Ainda quando esta Copacabana do glamour não é relatada, o que ocorre mais frequentemente, sua imagem aparece sempre como oposição necessária à descrita, isto é, ainda que o narrador-repórter prefira os bas-fonds do bairro, é impossível não relacionar essa imagem decadente e contraditória com a outra, sobejamente conhecida pelos panfletos, músicas, poemas, milhares de imagens etc... A imagem trabalhada de Copacabana, aqui, portanto, vira do avesso a imagem solidificada de um bairro turístico, ilustrado e reverenciado por motivos que, como se vê, só os possui se imersos em uma contradição gritante, escancaradora dos desníveis do desenvolvimento brasileiro. Assim, no bairro, a imagem valorizada serve, sobretudo, a efeitos de propaganda e, ainda, claramente, à especulação imobiliária e a um tipo de atração de grupos sociais diversos, seduzidos por sua paisagem, descoberta agora falsa e caricatural. Esta representação, em marca negativa, parece querer desvelar duas Copacabanas: a decadente caracterizando de maneira reflexa a "glamourizada" princesinha do mar.

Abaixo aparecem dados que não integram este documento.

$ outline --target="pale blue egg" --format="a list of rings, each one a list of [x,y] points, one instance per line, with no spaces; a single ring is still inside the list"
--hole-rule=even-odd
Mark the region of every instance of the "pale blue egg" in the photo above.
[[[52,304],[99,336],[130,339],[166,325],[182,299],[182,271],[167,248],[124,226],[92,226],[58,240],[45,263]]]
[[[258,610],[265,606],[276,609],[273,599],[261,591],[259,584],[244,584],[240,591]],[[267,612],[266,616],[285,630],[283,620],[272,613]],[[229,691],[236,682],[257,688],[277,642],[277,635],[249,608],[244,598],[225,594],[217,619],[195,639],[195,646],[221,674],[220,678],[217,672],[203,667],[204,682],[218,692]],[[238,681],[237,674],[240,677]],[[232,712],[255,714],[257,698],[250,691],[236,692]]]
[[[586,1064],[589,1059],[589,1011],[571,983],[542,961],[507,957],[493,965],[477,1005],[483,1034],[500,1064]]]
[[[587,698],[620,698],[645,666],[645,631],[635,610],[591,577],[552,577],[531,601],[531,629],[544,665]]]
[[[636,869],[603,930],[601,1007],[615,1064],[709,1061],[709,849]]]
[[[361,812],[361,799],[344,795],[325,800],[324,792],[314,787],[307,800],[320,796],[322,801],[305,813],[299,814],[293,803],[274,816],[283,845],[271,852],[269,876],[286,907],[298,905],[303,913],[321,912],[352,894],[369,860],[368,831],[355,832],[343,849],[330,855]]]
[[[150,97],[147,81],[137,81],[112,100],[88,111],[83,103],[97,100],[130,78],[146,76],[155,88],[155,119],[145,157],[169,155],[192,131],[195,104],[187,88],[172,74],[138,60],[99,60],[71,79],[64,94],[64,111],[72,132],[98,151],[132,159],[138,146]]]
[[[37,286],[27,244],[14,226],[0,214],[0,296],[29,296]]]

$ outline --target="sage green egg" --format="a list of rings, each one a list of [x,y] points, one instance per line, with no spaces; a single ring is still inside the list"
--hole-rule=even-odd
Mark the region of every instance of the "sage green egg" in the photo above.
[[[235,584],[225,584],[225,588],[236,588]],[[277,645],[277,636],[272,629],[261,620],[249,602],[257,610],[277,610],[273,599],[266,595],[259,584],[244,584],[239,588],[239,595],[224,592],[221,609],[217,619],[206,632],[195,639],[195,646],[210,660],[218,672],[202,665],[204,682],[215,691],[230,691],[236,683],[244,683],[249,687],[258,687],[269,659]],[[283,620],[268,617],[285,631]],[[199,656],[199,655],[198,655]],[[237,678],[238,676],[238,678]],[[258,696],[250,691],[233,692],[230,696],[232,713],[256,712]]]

As personagens de João Antônio só teriam a compartilhar essas experiências “radicalmente desmoralizadas”. Resta-lhes, assim, a solidão, o silêncio, o estar-separado, ausente de vida comum. Sem propriedade, família, nada que as “fixe ao chão”, elas apenas compõem um cenário. Por não trocarem experiências, não deixam rastros que possam ser seguidos por outras pessoas. Tudo isso expressa o “desenraizamento total”. Elas não projetam também nenhum tipo de sonho; aliás, não há futuro neste cenário, apenas o dia-a-dia. E o olhar visceral de um escritor apontado como maldito, marginal, que viveu e escreveu, à maneira de seu mestre, o grande LIMA BARRETO, para contar o outro lado da moeda. E contou.